Added it. We need to add every instance of "you guys", "you all", etc. manually, and there are plenty of sentences where it's missing. Please report those using the "report a problem" button.

March 3, 2017

https://www.duolingo.com/Ray.Kuryla

This comment is for Duo. Duo, why are you teaching us "ni" when it is virtually never used in Swedish now? Now that we recognize it as "you" (from previous lessons), why not just stop using it, instead of having it there as a potential point of confusion?

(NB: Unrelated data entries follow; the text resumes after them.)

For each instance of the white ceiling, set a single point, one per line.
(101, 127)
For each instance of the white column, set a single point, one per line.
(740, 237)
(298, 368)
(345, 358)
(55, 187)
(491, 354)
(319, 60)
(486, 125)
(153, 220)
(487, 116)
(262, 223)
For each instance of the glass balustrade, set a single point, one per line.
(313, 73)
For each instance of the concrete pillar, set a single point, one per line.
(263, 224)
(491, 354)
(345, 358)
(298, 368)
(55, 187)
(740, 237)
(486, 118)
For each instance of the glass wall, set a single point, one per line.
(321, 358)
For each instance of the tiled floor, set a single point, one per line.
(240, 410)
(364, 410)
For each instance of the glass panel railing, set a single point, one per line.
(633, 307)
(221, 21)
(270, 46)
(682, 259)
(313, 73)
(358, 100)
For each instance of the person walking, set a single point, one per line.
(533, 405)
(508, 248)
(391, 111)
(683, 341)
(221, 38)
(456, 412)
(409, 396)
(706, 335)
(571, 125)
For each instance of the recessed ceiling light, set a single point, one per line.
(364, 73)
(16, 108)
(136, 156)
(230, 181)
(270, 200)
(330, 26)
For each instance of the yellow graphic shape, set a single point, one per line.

This is not a complaint; just a question. Thanks, Duo.

December 15, 2018

https://www.duolingo.com/devalanteriel

You're on the right track, but you've got it slightly wrong. We don't use ni as a formal pronoun, but it's still the standard plural you. If you address more than one person, you always use ni.

December 15, 2018

https://www.duolingo.com/Ray.Kuryla

Oh. I wasn't aware that "ni" was used as the plural "you"; I had not realized that before. Thank you for pointing that out. I appreciate it.

December 16, 2018

https://www.duolingo.com/p4radx

From what I've gathered, this doesn't translate to "how do you read" literally, but more to "how are you reading". Like if it would be hard to read in those conditions. "How are you even reading right now? It's so dark!"

May 23, 2019

https://www.duolingo.com/devalanteriel

Yes, that works. Swedish doesn't make a difference between the two.